Specific Steps: Sample of ROI & College

Net Price

The net price is the cost of full attendance at the campus. Room and board, books, tuition, travel expenses minus scholarships and other financial help. Account for inflation. What a freshman pays won’t necessarily be what you pay every year. Likely not even every semester. According to Urban Institute, in 2015-2016, college costs on average ranged between $625 and $5,000 per year. According to FinAid.org, assume costs will go up 1%-2% each year.

Potential Debt

You’ll need your financial aid package or an idea of it. Deduct any loans, grants and scholarships you have or expect from total costs. Consider what you can contribute to manage college (savings, part-time employment). The answer helps you estimate what kind of debt is on the horizon.

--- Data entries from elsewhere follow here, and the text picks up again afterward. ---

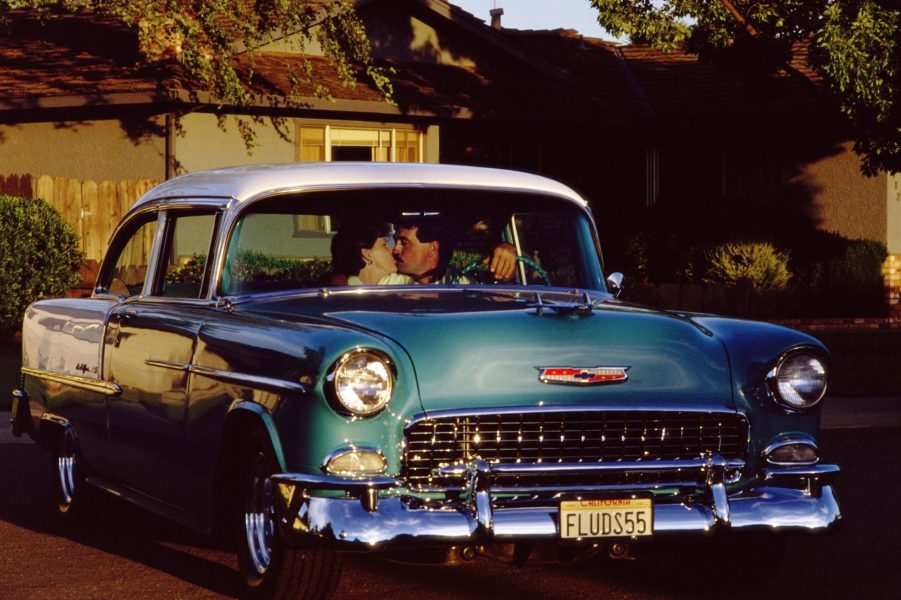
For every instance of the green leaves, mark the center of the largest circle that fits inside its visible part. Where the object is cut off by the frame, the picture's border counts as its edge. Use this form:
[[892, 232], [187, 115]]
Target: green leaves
[[860, 55], [39, 257]]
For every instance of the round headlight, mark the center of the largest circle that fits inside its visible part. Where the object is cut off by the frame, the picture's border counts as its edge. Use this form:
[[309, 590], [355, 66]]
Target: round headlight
[[362, 382], [799, 380]]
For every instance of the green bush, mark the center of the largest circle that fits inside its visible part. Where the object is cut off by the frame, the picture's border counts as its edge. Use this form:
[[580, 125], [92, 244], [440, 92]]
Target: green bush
[[262, 271], [849, 283], [757, 264], [39, 257]]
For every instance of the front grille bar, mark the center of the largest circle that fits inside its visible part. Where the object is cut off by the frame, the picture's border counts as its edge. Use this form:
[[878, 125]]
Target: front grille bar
[[576, 445]]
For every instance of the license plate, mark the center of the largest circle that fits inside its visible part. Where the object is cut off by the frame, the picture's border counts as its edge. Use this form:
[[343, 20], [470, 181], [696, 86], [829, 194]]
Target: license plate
[[609, 517]]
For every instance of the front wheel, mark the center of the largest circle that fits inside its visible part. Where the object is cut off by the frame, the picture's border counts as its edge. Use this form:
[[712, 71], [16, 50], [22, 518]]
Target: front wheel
[[269, 568]]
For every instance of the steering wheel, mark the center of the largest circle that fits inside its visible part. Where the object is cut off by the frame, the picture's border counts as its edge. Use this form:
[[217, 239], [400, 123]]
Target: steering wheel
[[478, 266]]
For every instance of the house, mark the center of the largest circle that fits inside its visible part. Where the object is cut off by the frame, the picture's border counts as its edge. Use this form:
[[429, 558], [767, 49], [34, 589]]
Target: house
[[632, 129]]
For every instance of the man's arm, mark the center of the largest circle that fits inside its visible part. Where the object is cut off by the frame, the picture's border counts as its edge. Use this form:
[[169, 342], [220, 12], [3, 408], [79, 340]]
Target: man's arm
[[502, 262]]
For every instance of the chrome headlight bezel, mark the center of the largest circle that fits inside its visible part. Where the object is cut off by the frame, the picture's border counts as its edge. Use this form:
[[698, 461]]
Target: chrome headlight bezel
[[361, 364], [799, 379]]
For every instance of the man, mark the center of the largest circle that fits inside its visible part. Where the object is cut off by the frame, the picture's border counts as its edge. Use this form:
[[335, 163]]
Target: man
[[422, 250]]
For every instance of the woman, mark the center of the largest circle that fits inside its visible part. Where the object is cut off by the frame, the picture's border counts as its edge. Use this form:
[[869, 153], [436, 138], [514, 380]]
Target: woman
[[361, 253]]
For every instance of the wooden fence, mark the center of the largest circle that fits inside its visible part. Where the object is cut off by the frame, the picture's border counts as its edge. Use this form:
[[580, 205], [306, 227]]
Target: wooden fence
[[93, 208]]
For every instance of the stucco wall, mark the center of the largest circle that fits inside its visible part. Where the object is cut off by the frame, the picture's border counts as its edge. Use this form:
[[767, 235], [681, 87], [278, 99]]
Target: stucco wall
[[893, 195], [204, 145], [845, 201], [92, 150]]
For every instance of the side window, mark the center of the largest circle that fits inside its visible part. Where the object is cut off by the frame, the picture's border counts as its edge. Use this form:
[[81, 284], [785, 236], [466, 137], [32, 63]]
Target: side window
[[126, 276], [184, 258]]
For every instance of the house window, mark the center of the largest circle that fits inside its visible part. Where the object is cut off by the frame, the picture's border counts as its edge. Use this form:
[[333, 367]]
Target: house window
[[388, 144]]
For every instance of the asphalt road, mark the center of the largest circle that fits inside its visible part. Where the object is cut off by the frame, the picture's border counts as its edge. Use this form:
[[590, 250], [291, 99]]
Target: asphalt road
[[117, 551]]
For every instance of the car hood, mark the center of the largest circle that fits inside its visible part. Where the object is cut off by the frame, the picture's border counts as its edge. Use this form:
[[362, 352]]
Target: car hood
[[475, 350]]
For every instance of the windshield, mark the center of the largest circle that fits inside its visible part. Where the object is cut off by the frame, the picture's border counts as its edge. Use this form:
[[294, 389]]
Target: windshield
[[409, 237]]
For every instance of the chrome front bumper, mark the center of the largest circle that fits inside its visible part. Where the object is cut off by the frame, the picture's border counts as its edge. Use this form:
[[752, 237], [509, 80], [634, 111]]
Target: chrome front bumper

Earning Potential & Missed Income

What you hope to earn is key to college ROI calculation. You can’t make smart choices about college and financial ramification without understanding salary potential. If expected annual earnings exceed tuition and loans (be sure to know how lenders want to be paid and take that calculation into expected salaries and expenses). If the salary outpaces debt, you’re on the right track.

If you’re looking to change careers and go back to school, factor into the ROI the salary you’re going to lose. If you forgo an $80,000 salary to go back to college for four years, you’ve essentially lost the opportunity to earn $320,000.